The UK’s Post Office has is looking for suppliers to provide data centre hosting, application and infrastructure services under its new ‘tower’ IT services procurement framework.
In two tender documents issued today, the organisation explained its IT sourcing strategy for the near future.
"Over the next three years, Post Office Ltd will be undertaking a significant level of change to deliver its 2012-15 strategic priorities," it said. "[It] has undertaken a review of the existing supply chain and has chosen a strategic IT supply chain and optimal target operating model that adopt industry standards and good practice.
"The model chosen allows the provision of service towers being managed by a service integrator," it said. This refers to the practice of issuing separate contracts for various IT services, such as application development and desktop provision, and appointing one supplier to integrate and co-ordinate those services.
The Post Office is in the process of appointing that service integrator, but today tendered two of the ‘tower’ contracts. One, worth up to £600 million over two years, is for ‘application and infrastructure services‘. The other, for managed data centre services, is worth up to £60 million over the same period.

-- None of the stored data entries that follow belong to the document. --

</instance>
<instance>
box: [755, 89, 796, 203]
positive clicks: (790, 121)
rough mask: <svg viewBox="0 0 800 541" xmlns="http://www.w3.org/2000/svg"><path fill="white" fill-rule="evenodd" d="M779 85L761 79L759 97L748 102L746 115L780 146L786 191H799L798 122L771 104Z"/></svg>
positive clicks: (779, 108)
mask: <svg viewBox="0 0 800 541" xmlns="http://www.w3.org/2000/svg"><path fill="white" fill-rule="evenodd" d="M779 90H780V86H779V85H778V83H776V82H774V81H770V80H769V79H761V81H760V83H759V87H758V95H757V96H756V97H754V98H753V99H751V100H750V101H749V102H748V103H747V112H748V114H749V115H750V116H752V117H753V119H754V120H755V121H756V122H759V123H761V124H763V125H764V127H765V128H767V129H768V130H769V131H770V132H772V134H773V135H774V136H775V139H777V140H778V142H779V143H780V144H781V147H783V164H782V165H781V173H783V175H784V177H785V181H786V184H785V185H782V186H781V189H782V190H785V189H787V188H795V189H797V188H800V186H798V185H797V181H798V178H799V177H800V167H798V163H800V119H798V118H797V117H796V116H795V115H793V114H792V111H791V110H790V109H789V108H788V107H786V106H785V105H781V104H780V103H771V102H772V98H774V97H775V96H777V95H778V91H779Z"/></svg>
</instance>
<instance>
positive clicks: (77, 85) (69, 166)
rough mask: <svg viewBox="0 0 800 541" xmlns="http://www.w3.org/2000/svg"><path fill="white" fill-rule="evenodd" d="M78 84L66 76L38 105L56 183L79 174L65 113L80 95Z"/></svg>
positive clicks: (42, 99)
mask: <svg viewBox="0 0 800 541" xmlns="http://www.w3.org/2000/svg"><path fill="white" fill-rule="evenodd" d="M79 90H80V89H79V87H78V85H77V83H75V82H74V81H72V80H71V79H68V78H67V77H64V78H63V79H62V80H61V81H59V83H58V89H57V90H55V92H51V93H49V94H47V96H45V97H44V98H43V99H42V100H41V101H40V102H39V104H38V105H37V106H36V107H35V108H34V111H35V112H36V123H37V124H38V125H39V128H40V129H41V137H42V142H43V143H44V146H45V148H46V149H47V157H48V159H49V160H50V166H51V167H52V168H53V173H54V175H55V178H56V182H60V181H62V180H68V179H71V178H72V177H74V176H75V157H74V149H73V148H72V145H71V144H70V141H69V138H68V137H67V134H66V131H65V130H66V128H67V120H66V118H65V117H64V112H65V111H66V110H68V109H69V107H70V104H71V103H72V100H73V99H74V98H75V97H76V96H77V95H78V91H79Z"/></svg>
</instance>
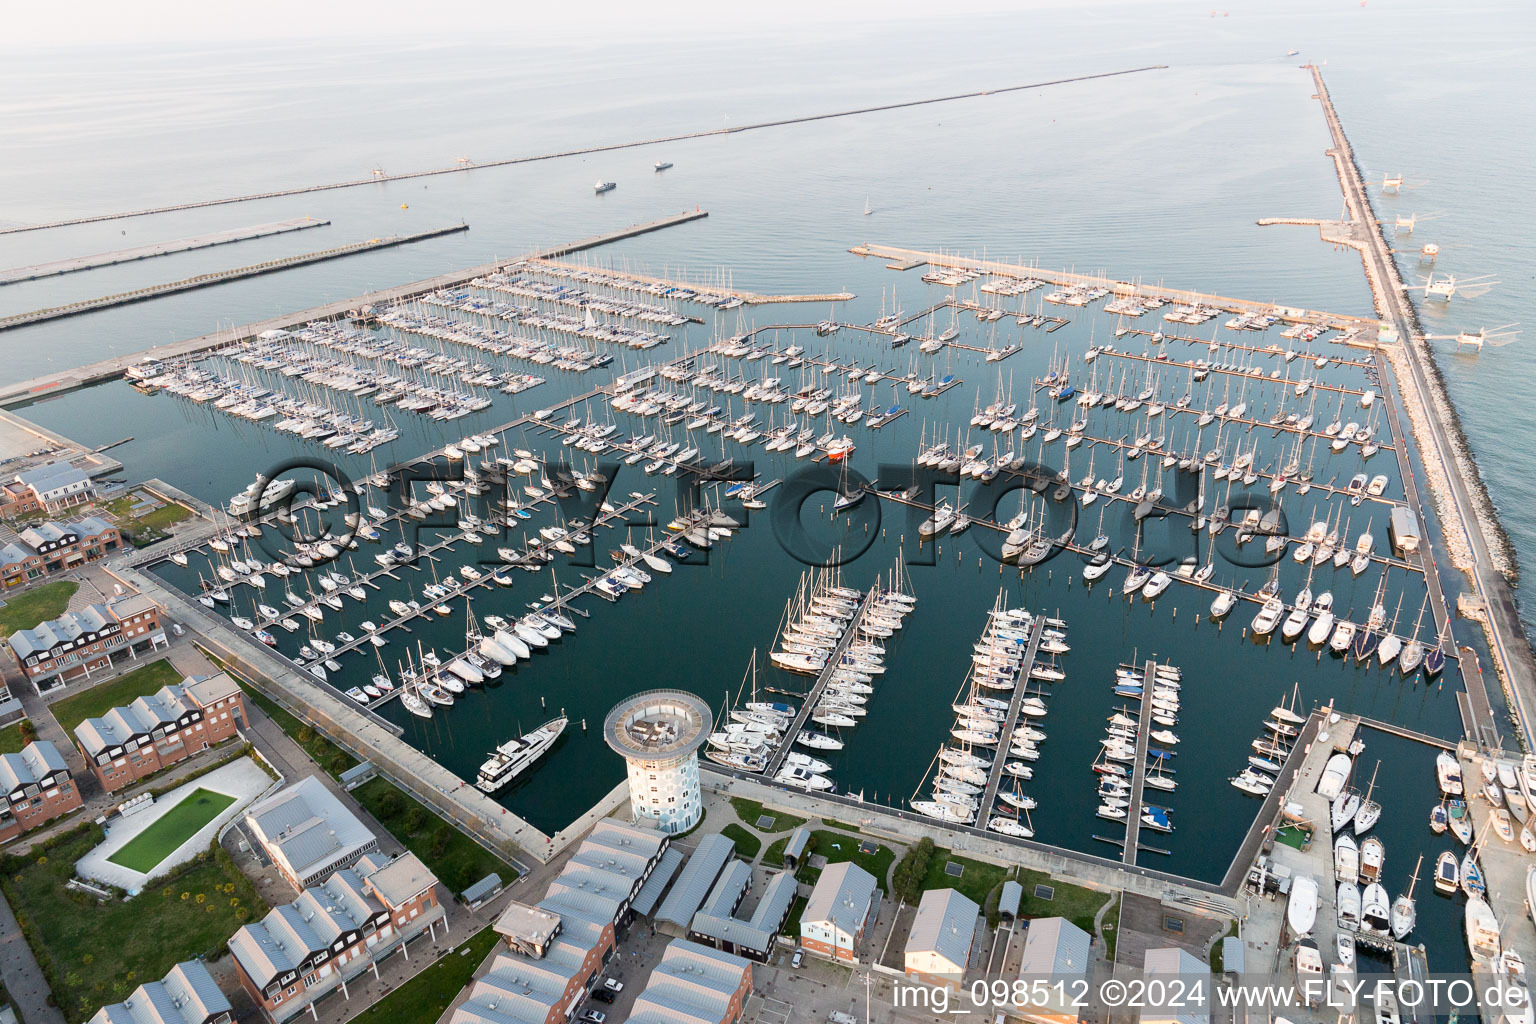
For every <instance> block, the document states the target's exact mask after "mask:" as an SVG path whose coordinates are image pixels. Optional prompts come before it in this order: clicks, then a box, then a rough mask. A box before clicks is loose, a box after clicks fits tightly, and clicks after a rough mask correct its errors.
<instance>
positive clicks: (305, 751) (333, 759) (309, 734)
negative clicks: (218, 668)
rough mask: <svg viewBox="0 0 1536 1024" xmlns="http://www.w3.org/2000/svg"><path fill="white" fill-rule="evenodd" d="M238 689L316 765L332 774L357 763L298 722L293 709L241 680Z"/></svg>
mask: <svg viewBox="0 0 1536 1024" xmlns="http://www.w3.org/2000/svg"><path fill="white" fill-rule="evenodd" d="M240 688H241V689H244V691H246V700H249V702H250V703H253V705H255V706H257V708H261V711H263V712H266V715H267V717H269V718H272V720H273V722H276V725H278V728H280V729H283V731H284V732H287V734H289V738H292V740H293V742H295V743H298V745H300V746H301V748H304V752H306V754H309V755H310V758H313V761H315V763H316V765H319V766H321V768H323V769H326V771H327V772H330V774H332V775H339V774H341V772H344V771H347V769H349V768H352V766H353V765H356V763H358V758H355V757H352V755H350V754H347V752H346V751H343V749H341V748H339V746H336V745H335V743H332V742H330V740H327V738H326V737H323V735H321V734H319V732H316V731H315V729H313V728H310V726H307V725H304V723H303V722H300V720H298V718H296V717H295V715H293V712H290V711H287V709H284V708H280V706H278V705H276V703H273V702H272V700H269V699H267V697H266V695H263V694H261V692H260V691H257V689H255V688H253V686H249V685H246V683H244V682H241V683H240Z"/></svg>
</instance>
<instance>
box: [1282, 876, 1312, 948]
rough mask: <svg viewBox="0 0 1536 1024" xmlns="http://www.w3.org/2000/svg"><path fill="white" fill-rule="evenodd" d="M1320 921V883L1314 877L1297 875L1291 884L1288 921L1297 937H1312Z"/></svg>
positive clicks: (1286, 918) (1287, 907) (1286, 905)
mask: <svg viewBox="0 0 1536 1024" xmlns="http://www.w3.org/2000/svg"><path fill="white" fill-rule="evenodd" d="M1316 920H1318V881H1316V880H1315V878H1313V877H1312V875H1296V877H1295V878H1293V880H1292V883H1290V900H1289V901H1287V903H1286V921H1287V923H1289V924H1290V930H1292V933H1295V935H1296V936H1303V935H1310V933H1312V927H1313V924H1316Z"/></svg>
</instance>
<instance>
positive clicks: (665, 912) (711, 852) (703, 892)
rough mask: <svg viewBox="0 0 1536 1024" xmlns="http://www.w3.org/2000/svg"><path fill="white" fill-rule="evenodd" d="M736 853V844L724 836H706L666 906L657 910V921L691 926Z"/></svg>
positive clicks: (687, 864)
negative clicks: (729, 862) (715, 882)
mask: <svg viewBox="0 0 1536 1024" xmlns="http://www.w3.org/2000/svg"><path fill="white" fill-rule="evenodd" d="M734 852H736V843H733V841H731V840H730V838H727V837H723V835H719V834H716V835H705V837H703V838H702V840H699V846H697V849H694V851H693V857H690V858H688V863H687V864H684V867H682V874H680V875H679V877H677V881H676V883H673V887H671V892H670V894H667V900H665V901H664V903H662V909H660V910H657V912H656V920H657V921H670V923H671V924H676V926H677V927H688V923H690V921H691V920H693V915H694V913H696V912H697V910H699V906H700V904H703V900H705V897H708V895H710V889H711V887H714V880H716V878H719V877H720V870H723V869H725V863H727V861H728V860H730V858H731V854H734Z"/></svg>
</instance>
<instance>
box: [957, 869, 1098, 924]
mask: <svg viewBox="0 0 1536 1024" xmlns="http://www.w3.org/2000/svg"><path fill="white" fill-rule="evenodd" d="M965 874H966V875H969V874H971V869H969V867H966V872H965ZM1018 884H1020V886H1023V887H1025V898H1023V900H1020V901H1018V917H1026V918H1066V920H1068V921H1071V923H1072V924H1075V926H1078V927H1080V929H1083V930H1084V932H1087V933H1089V935H1092V933H1094V917H1095V915H1097V913H1098V909H1100V907H1101V906H1104V904H1106V903H1109V900H1111V894H1107V892H1101V890H1098V889H1084V887H1083V886H1074V884H1072V883H1068V881H1061V880H1060V878H1052V877H1051V875H1048V874H1046V872H1043V870H1028V869H1023V870H1020V872H1018ZM1035 886H1051V887H1052V889H1055V894H1054V897H1052V898H1051V900H1040V898H1038V897H1035ZM1114 898H1115V900H1118V898H1120V897H1114ZM1104 920H1106V921H1107V920H1109V918H1104Z"/></svg>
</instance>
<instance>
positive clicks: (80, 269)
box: [0, 216, 330, 284]
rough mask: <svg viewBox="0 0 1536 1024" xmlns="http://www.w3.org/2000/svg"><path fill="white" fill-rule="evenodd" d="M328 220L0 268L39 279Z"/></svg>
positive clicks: (206, 237)
mask: <svg viewBox="0 0 1536 1024" xmlns="http://www.w3.org/2000/svg"><path fill="white" fill-rule="evenodd" d="M327 224H330V221H321V220H315V218H312V216H298V218H293V220H289V221H276V223H272V224H257V226H255V227H232V229H229V230H223V232H210V233H207V235H195V236H192V238H177V239H174V241H160V243H151V244H147V246H134V247H132V249H118V250H115V252H98V253H95V255H94V256H71V258H69V259H51V261H49V263H35V264H32V266H29V267H12V269H11V270H0V284H15V282H17V281H37V279H38V278H52V276H57V275H60V273H77V272H80V270H95V269H97V267H112V266H117V264H120V263H134V261H135V259H154V258H155V256H169V255H170V253H175V252H190V250H194V249H210V247H214V246H227V244H230V243H237V241H249V239H252V238H267V236H269V235H286V233H289V232H303V230H309V229H310V227H324V226H327Z"/></svg>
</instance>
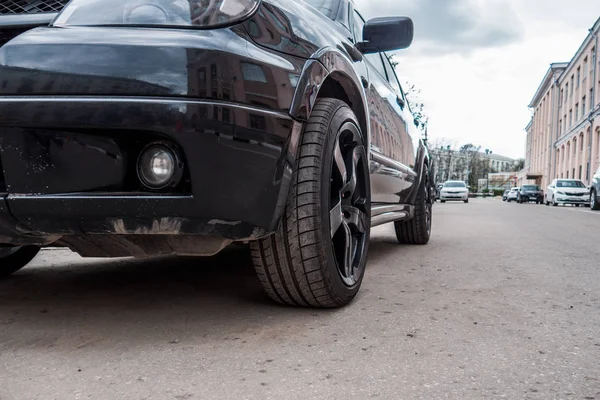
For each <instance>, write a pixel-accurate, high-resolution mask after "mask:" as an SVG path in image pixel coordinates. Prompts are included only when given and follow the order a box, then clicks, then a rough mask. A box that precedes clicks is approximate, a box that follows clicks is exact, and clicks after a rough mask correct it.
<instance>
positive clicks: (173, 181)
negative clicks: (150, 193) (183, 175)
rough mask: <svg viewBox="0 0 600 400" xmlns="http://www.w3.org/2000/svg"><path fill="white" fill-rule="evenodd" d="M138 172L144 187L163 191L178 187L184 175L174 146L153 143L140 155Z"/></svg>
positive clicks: (175, 149)
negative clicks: (178, 185)
mask: <svg viewBox="0 0 600 400" xmlns="http://www.w3.org/2000/svg"><path fill="white" fill-rule="evenodd" d="M137 170H138V171H137V172H138V177H139V179H140V181H141V182H142V183H143V184H144V186H146V187H148V188H149V189H153V190H161V189H166V188H169V187H175V186H177V184H178V183H179V181H180V180H181V176H182V174H183V163H182V161H181V158H180V157H179V154H178V151H177V149H176V148H175V147H174V146H172V145H170V144H169V143H162V142H161V143H151V144H149V145H148V146H146V148H144V150H142V152H141V153H140V156H139V158H138V163H137Z"/></svg>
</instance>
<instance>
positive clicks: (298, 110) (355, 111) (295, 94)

The tower IT services procurement model is increasingly common in government departments and large organisations. Last year, the Ministry of Justice revealed its plan to move from "the current end-to-end contracts by line of business to an MoJ-wide service tower model", and energy infrastructure operator National Grid began its move to the tower model.
In March of this year, the Post Office announced a £1.34 billion investment plan to ‘modernise’ its network of 11,800 branches. Technology plays a significant role in that transformation: the Post Office plans to install contactless payment infrastructure in all the branches, making it the "biggest user of contactless payments acceptance technology in Europe".
It is also vying to become one of the third-party "identity service providers" that supports the government federated Identity Assurance scheme. This will allow citizens to reuse identity credentials issued by private companies, and the Post Office, to access government services.
The government announced plans to convert the Post Office into a mutual organisation, funded by customers and other members in 2010.
"We believe that the Post Office can become a genuine front office for government," wrote Vince Cable, secretary of state for Business, Innovation and Skills in a report entitled ‘Securing the Post Office Network in the Digital Age’. "We believe in a Post Office with a public mission, and the Post Office will not be for sale."
"But we do not think that the current ownership arrangements, where government acts as ultimate 100% shareholder, always serve the best interests of the Post Office. So we have put forward proposals in the Postal Services Bill that would, in time, allow the Post Office to be converted to a mutual."
The government reiterated its commitment to this strategy last month, following a public consultation.